ISLAMABAD: Pakistan has seemingly been on the verge of signing the much-anticipated staff-level agreement with the International Monetary Fund (IMF) for several weeks now, but the coming week may see the finance minister “close the deal.”
Sources in the finance ministry told Dawn that the government has been sticking to its line of “very soon”, and a finance ministry official said that Finance Minister Ishaq Dar would resume the final round of talks with the lender tomorrow (Monday).
Earlier this week, Dar said the government would sign a staff-level agreement with the Fund in a few days.
The finance ministry official said the deal couldn’t be signed this weekend because of delays in compliance with certain measures from the State Bank of Pakistan (SBP).
Islamabad hosted an IMF mission in early February to negotiate the terms of a deal, including the adoption of policy measures to manage its fiscal deficit ahead of the annual budget due around June.
A finance ministry official says last prior actions completed by SBP, compliance reports shared with the lender
Since then, Mr Dar has been consistently saying that the deal would be signed soon. On Thursday, he said the country was “very close” to signing the staff-level agreement.
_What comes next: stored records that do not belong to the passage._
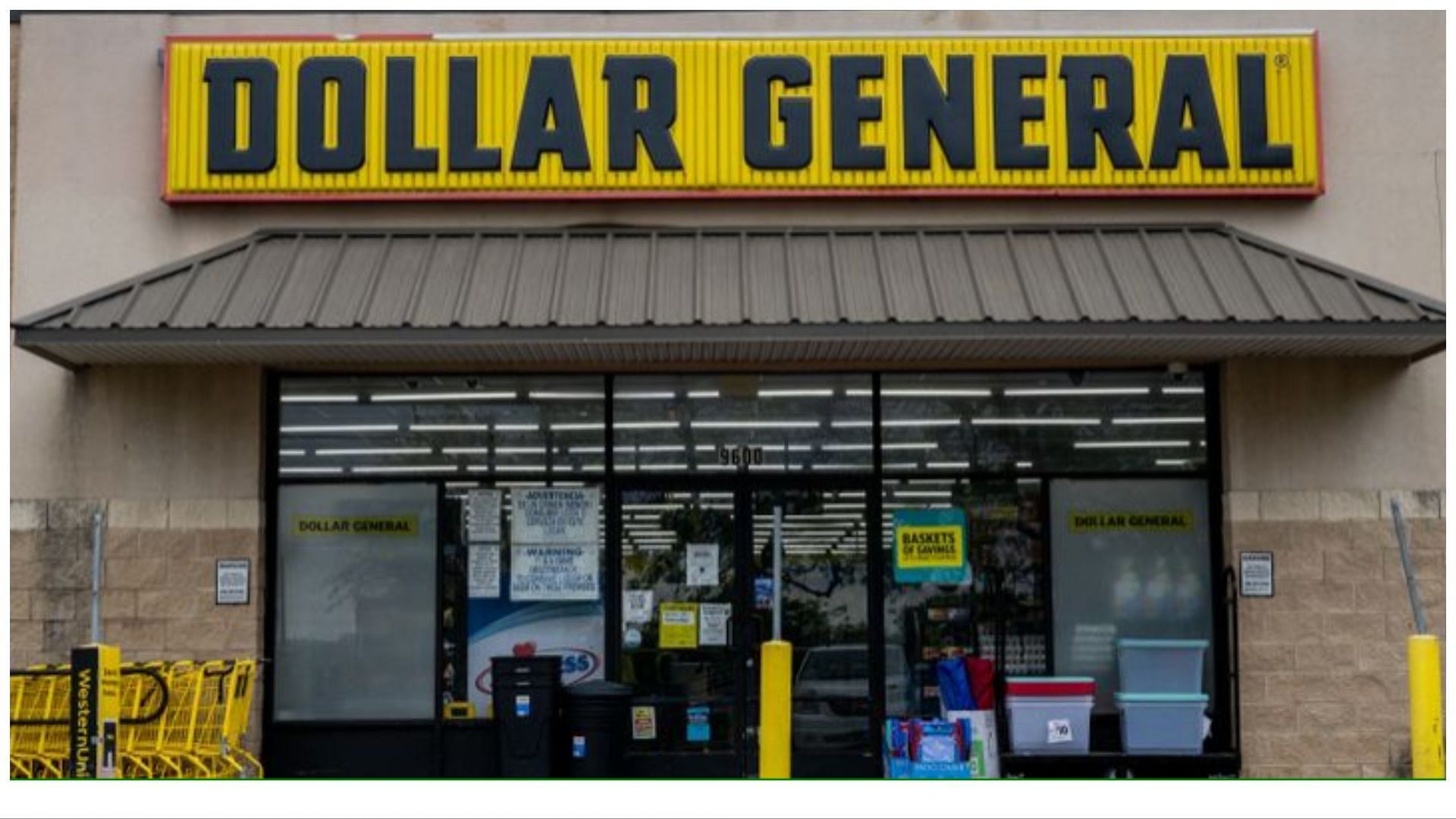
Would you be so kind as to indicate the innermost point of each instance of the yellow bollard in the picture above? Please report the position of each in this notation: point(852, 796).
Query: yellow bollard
point(775, 713)
point(1427, 735)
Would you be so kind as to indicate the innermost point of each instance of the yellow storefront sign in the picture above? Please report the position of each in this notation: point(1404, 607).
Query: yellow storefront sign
point(930, 547)
point(398, 525)
point(1155, 521)
point(717, 117)
point(677, 626)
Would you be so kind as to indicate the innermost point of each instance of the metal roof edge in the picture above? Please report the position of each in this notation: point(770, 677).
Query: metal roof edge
point(149, 278)
point(1378, 284)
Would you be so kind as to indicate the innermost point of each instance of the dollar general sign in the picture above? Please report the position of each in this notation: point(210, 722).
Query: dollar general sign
point(720, 117)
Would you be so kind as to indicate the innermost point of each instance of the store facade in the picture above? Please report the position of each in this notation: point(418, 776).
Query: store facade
point(395, 333)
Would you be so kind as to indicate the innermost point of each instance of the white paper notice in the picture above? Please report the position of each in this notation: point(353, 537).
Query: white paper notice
point(482, 516)
point(485, 570)
point(702, 564)
point(637, 605)
point(554, 573)
point(555, 515)
point(712, 624)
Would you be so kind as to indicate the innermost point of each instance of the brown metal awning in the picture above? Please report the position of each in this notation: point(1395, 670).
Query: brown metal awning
point(648, 297)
However, the official said the central bank had now completed the last prior actions, and its compliance reports were subsequently shared with the IMF.
Meanwhile, all prior actions to be taken by the finance and energy ministries and the Federal Board of Revenue (FBR) were also completed and shared with IMF officials.
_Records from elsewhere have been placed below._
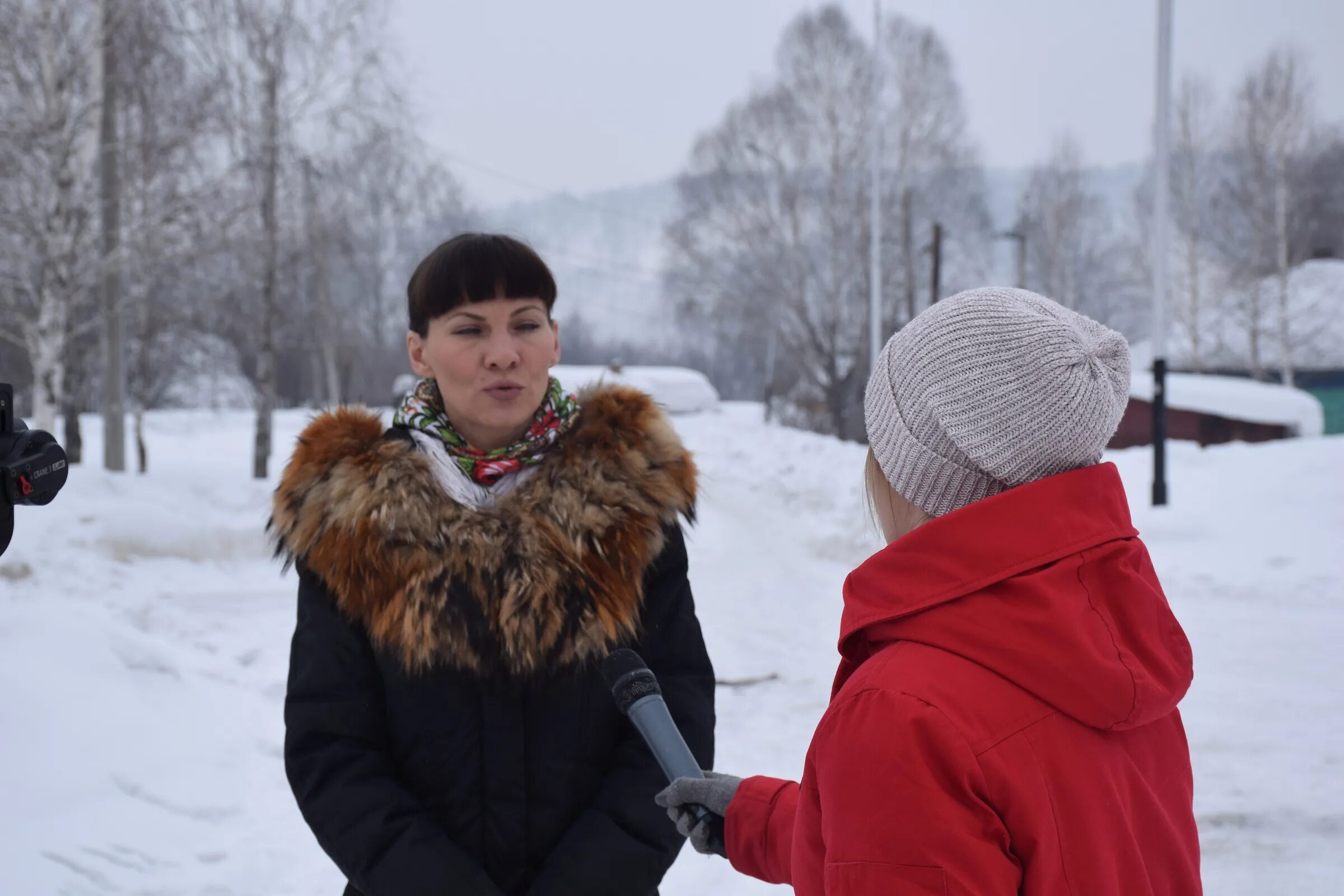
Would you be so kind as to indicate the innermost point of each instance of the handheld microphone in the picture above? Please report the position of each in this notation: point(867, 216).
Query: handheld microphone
point(640, 699)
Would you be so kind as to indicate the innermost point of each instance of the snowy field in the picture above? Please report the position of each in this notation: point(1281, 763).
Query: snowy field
point(144, 636)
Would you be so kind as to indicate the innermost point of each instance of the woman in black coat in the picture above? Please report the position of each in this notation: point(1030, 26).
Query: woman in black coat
point(461, 577)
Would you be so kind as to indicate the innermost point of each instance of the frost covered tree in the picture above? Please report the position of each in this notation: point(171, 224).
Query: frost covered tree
point(768, 255)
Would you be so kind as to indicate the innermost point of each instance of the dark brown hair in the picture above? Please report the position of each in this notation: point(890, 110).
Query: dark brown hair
point(476, 268)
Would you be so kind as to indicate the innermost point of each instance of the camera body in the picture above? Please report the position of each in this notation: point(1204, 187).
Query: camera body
point(32, 465)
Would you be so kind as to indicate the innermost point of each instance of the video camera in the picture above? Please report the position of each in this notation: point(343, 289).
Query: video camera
point(32, 466)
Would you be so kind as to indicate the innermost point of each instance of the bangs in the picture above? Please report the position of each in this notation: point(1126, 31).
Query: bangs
point(476, 268)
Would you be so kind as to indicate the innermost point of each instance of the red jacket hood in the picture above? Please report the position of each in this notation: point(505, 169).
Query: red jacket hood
point(1046, 585)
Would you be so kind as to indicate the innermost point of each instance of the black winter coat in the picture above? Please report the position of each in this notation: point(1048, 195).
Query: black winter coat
point(448, 731)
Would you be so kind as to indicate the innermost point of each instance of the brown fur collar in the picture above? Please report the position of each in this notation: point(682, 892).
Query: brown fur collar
point(550, 577)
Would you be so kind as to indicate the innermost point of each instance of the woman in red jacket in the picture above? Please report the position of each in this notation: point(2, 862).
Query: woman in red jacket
point(1005, 715)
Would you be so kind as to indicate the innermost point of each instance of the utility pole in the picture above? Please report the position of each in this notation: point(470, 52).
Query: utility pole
point(109, 269)
point(875, 190)
point(1161, 164)
point(936, 287)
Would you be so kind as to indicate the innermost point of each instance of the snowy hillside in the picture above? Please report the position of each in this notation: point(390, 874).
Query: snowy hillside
point(608, 250)
point(144, 637)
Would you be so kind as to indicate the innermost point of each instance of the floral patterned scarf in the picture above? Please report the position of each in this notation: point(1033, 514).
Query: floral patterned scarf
point(422, 409)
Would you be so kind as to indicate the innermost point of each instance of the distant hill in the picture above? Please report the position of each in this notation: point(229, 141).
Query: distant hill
point(606, 248)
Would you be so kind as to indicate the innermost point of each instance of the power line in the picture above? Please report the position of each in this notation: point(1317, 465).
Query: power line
point(552, 194)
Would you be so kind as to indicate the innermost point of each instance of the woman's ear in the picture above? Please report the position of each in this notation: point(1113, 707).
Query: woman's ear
point(416, 351)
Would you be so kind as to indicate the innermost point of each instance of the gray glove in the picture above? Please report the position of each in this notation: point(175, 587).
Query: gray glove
point(714, 792)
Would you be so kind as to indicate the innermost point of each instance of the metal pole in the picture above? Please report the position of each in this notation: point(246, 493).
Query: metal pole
point(874, 189)
point(1161, 166)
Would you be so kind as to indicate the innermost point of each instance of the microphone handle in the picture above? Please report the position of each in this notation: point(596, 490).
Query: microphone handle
point(654, 722)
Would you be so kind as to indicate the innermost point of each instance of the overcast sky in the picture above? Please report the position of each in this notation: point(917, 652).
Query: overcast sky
point(588, 95)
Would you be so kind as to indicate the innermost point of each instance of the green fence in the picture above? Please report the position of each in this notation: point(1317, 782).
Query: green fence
point(1332, 399)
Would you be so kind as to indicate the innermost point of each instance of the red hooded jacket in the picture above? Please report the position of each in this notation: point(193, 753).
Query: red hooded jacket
point(1003, 720)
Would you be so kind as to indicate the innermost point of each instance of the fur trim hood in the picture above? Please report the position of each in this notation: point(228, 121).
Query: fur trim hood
point(550, 577)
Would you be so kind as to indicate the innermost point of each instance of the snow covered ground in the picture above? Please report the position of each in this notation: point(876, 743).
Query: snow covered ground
point(144, 638)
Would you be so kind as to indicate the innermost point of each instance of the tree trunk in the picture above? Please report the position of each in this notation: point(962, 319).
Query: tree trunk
point(270, 230)
point(908, 248)
point(109, 175)
point(74, 436)
point(1285, 344)
point(142, 452)
point(321, 293)
point(1193, 265)
point(46, 354)
point(1254, 308)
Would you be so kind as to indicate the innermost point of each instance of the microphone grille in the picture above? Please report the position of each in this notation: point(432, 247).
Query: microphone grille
point(628, 678)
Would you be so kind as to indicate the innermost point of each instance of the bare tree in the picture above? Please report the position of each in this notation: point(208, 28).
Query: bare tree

The official said Mr Dar would now hold virtual talks with the IMF team, led by its mission chief to Pakistan, Nathan Porter, to finalise the deal.
“We have almost completed all prior actions and measures suggested by the IMF,” the official said, adding that the staff-level agreement was expected on Monday or Tuesday.
An agreement would release $1.1 billion, which is part of a $6.5bn bailout package the IMF approved in 2019, which analysts say is critical if Pakistan is to avoid defaulting on external debt obligations.